11) Do my settings have duality—a sometimes ambiguous nature? (For example, my character might love the church where she was married, have fond memories of it, and yet feel a sense of betrayal because her marriage eventually turned ugly. So the setting becomes bittersweet.)
12) Do my settings create potential conflicts in and of themselves that aren’t explored in the text? (If I have a prairie with tall grass and wildfires are a threat, should I have a wildfire in the tale?)
13) Do my characters and my societies grow out of my setting? (If I’ve got a historical setting, do my characters have occupations and attitudes consistent with the milieu? Beyond that, with every society there is almost always a counter-movement. Do I deal with those?)
14) Is my setting, my world, in danger? Do I want it to be?
15) Does my world have a life of its own? For example, if I create a fantasy village, does it have a history, a character of its own? Do I need to create a cast for the village—a mayor, teacher, etc.?
16) Is my setting logically consistent? (For example, let’s say that I have a merchant town. Where would a merchant town most likely be? On a trade route or port—quite possibly at the junction of the two. So I need to consider how fully I’ve developed the world.)

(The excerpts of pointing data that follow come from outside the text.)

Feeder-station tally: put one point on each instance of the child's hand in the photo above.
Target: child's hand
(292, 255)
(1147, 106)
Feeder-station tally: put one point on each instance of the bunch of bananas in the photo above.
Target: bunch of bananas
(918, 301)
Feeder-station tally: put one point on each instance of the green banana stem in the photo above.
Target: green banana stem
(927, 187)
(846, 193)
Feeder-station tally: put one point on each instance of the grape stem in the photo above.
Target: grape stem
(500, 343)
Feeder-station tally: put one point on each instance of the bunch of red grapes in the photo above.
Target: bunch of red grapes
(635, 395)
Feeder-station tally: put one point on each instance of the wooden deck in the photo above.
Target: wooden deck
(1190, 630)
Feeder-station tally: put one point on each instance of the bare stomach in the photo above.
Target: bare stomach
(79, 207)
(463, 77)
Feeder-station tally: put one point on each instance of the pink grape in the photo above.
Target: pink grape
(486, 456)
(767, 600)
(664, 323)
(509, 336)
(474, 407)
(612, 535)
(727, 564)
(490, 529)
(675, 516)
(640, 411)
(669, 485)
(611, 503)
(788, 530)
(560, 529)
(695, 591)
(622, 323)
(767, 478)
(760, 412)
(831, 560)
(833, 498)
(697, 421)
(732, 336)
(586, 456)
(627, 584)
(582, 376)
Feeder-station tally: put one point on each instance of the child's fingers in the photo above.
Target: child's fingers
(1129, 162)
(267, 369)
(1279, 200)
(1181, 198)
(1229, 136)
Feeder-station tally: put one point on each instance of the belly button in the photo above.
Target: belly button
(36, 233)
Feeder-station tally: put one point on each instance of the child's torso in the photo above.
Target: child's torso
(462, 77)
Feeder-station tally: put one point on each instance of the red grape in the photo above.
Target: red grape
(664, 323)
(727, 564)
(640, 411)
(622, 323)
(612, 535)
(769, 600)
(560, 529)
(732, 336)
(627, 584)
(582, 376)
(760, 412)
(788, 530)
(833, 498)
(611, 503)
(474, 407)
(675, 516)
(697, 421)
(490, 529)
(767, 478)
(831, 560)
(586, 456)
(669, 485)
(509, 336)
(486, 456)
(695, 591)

17) Is my setting fully realized? (Let’s say I have a forest. What kinds of trees and plants would be in that forest? What kind of animals? What’s the history of that forest? When did it last have rain or snow? What’s unique about that forest? Etc.)
18) Does my setting intrude into every scene, so that my reader is always grounded? (If I were to set my story in a field, for example, and I have men preparing for battle, I might want to have a lord look up and notice that buzzards are flapping up out of the oaks in the distance, already gathering for the feast. I might want to mention the sun warming my protagonist’s armor, the flies buzzing about his horse’s ears, and so on—all while he is holding an important conversation.
19) Are there any settings that have symbolic import, whose meanings need to be brought to the forefront?